What you need to know:

  • Trained as a lawyer, Elnathan quit his job in 2012 to focus fully on writing and is amongst the most popular Nigeria writers with a huge online following and a well-read satire column in a weekly newspaper.
  • Elnathan is also known as the controversial writer who in 2013, dared get into a fight with the renown Chimamanda Ngozi Adichie, a fight that resurfaced in August 2016 when he met Chimamanda’s friend Binyavanga Wainaina in Berlin.
  • He has also written non-fiction pieces, most recently The Keepers of Secrets, a journalistic piece published in the 2016 Commonwealth anthology of creative non-fiction, Safe House.

Nigerian writer, satirist and lawyer Elnathan John will be coming to Nairobi on February 15 courtesy of the Magunga Bookstore, Prestige Bookshop and Goethe Institut. Elnathan is expected to attend a number of literary events among them the Goethe Institut’s Literary Crossroads, James Murua’s Cosmos Book Club, a book signing session at the Prestige Bookshop and a public lecture at a local university.

Speaking about Elnathan’s coming, Williams Magunga, the first Pan-African online bookstore owner said, ‘It will be such a treat to have Elnathan in Kenya for the first time and I am proud to be part of the people that made this happen. I think part of the process of improving African literature is to improve interaction between writers and readers.”

Trained as a lawyer, Elnathan quit his job in 2012 to focus fully on writing and is amongst the most popular Nigeria writers with a huge online following and a well-read satire column in a weekly newspaper.
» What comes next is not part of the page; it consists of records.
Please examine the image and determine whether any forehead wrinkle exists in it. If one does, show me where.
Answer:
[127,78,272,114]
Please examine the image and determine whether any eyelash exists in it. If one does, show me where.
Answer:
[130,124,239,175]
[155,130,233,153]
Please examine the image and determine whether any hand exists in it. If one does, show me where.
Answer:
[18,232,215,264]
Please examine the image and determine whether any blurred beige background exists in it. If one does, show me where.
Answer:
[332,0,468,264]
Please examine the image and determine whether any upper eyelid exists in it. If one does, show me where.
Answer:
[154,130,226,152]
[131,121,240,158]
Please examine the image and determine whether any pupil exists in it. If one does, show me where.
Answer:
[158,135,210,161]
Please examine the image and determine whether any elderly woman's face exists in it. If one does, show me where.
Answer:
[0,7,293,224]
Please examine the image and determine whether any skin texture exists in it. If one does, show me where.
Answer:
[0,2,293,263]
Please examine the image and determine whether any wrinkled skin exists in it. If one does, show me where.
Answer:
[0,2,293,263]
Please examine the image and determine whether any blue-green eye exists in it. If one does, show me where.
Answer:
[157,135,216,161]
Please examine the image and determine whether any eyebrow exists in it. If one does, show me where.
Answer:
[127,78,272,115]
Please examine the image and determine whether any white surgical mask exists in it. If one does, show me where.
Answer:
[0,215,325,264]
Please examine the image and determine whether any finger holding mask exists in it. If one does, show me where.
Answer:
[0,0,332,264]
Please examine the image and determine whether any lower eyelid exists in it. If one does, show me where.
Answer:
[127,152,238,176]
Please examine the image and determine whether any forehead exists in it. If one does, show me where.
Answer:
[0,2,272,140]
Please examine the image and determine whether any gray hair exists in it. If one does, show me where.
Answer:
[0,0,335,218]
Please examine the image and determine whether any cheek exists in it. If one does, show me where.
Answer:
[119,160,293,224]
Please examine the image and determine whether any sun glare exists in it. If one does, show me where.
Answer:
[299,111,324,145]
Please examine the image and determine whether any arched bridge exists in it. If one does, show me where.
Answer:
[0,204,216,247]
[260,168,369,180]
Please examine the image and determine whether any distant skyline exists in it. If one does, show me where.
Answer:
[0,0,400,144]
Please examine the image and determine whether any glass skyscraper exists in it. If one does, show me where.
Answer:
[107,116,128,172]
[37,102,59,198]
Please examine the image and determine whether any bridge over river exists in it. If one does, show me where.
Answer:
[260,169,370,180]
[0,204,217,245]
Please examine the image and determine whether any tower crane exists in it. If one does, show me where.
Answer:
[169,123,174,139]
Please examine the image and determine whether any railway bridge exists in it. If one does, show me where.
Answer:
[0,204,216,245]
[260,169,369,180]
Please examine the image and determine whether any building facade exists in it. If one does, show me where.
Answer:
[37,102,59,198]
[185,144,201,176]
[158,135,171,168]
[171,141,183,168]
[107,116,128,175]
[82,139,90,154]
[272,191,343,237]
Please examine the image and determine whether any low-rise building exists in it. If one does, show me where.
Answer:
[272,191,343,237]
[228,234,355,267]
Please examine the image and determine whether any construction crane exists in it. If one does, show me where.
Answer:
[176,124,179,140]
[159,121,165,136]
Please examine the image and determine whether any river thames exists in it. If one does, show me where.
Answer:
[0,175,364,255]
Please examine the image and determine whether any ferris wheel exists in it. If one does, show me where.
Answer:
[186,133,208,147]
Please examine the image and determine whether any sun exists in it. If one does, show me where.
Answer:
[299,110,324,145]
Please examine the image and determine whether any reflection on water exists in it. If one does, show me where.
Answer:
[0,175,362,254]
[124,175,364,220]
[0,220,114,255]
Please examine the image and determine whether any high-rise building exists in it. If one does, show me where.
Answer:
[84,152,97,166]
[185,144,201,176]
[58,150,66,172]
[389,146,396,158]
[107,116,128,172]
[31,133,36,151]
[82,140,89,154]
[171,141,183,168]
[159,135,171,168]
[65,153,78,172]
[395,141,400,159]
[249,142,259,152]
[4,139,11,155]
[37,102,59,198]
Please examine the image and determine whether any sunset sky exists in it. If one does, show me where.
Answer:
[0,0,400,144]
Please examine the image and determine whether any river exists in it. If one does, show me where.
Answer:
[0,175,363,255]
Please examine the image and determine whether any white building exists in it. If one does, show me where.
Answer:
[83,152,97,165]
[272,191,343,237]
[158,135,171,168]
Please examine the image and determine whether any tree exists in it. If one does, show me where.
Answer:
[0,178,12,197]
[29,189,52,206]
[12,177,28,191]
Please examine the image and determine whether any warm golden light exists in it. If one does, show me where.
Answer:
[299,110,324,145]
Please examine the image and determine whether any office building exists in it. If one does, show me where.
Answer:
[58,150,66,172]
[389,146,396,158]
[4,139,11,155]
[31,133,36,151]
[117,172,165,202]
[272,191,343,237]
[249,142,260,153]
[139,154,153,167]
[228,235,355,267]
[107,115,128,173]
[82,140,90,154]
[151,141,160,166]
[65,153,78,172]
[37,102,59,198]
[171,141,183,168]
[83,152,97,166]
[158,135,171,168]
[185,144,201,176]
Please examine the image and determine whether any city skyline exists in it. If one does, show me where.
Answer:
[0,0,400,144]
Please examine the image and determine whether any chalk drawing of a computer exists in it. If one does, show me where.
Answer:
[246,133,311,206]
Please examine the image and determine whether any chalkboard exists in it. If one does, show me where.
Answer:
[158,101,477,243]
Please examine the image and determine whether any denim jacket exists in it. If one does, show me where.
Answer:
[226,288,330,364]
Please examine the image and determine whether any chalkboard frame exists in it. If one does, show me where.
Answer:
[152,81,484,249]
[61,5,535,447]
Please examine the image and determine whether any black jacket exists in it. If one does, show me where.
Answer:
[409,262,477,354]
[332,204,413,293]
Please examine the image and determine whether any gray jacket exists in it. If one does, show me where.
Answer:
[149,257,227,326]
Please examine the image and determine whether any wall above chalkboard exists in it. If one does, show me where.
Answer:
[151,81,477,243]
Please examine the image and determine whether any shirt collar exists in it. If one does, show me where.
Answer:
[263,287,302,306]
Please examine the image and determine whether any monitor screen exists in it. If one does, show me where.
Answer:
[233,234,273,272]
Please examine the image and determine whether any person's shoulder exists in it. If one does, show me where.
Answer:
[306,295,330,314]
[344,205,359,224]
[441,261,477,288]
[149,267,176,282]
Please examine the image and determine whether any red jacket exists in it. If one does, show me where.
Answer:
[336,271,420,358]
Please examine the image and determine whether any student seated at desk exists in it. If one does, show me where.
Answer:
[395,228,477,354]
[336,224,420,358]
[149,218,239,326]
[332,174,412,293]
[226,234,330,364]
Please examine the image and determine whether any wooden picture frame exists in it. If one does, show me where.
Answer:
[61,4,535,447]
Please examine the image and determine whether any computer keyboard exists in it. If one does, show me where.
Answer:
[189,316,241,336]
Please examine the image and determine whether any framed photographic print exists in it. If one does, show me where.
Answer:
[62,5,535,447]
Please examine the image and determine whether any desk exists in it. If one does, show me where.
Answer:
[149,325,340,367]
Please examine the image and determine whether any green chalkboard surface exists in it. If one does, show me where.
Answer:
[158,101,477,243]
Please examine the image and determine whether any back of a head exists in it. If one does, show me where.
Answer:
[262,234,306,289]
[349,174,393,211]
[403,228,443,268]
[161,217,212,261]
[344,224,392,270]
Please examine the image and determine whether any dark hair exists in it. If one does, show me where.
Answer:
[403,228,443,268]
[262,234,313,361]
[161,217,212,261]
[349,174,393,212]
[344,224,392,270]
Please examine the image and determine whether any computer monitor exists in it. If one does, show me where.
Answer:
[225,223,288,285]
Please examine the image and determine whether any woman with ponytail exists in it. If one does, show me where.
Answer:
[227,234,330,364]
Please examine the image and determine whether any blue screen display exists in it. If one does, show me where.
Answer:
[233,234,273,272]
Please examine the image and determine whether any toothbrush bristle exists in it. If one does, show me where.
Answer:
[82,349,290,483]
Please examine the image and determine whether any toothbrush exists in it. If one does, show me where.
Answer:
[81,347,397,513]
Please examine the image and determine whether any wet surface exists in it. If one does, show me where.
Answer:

Elnathan is also known as the controversial writer who in 2013, dared get into a fight with the renown Chimamanda Ngozi Adichie, a fight that resurfaced in August 2016 when he met Chimamanda’s friend Binyavanga Wainaina in Berlin.

PROLIFIC WRITER

He has been twice shortlisted for the prestigious Caine short story prize in 2013 for the story Bayan Layi and in 2015 for a story titled Flying. He has also written non-fiction pieces, most recently The Keepers of Secrets, a journalistic piece published in the 2016 Commonwealth anthology of creative non-fiction, Safe House.The Keepers of Secrets follows the lives of yan daudu or effeminate males living in a Muslim community in northern Nigeria. It examines their daily existence and how the Nigerian government’s passing of the Same Sex Marriage Prohibition Act in 2014 affected their lives.

Yet it is Elnathan’s debut novel Born on a Tuesday, published by Cassava Republic, that has been creating a buzz around the African literary scene lately.  Set in the Muslim North, the book tells the coming-of-age tale of an almajiri named Ahmad Dantala.

After leaving home to attend Quranic school, the young Dantala whose name loosely translates to one born on a Tuesday, becomes part of a gang hired by politicians to cause electoral violence and bribe voters in Bayan Layi. Things get ugly and he is forced to flee and go back home to Dogon Icce but ends up in Sokoto where he finds a mentor Imam Sheikh Jamal. In the book, Dantala has to grapple with a myriad of issues ranging from Islamic fundamentalism to sectarian wars, hypocrisy, homosexuality and government brutality.

Elnathan does a good job examining the anatomy of religious wars and the psychology behind violent extremism. In his review of Born on a Tuesday, renown Nigerian Critic Ikhide Ikhoela says that the book is important because it joins a robust body of literary works now shaping an intellectual dichotomy between diaspora writing and writing from within the continent. 

Born in Kaduna to Christian parents, Elnathan sites his Muslim childhood friends and the almajiris he met in university as his inspiration for the book. In writing it, he combined his life experiences with extensive research on Islam, extremism and Political Islam in northern Nigeria.

The book was shortlisted for the rich Nigerian Prize for Literature, the $100,000 award.

Critics have asserted that Elnathan’s book is a product of deliberate efforts by writers from the Muslim north to address the matter of Northern Nigeria being left out of the country’s narratives. He joins writers like Hellon Habila, Richard Ali, E.E. Sule and Abubakar Adam Ibrahim in telling the story of the North.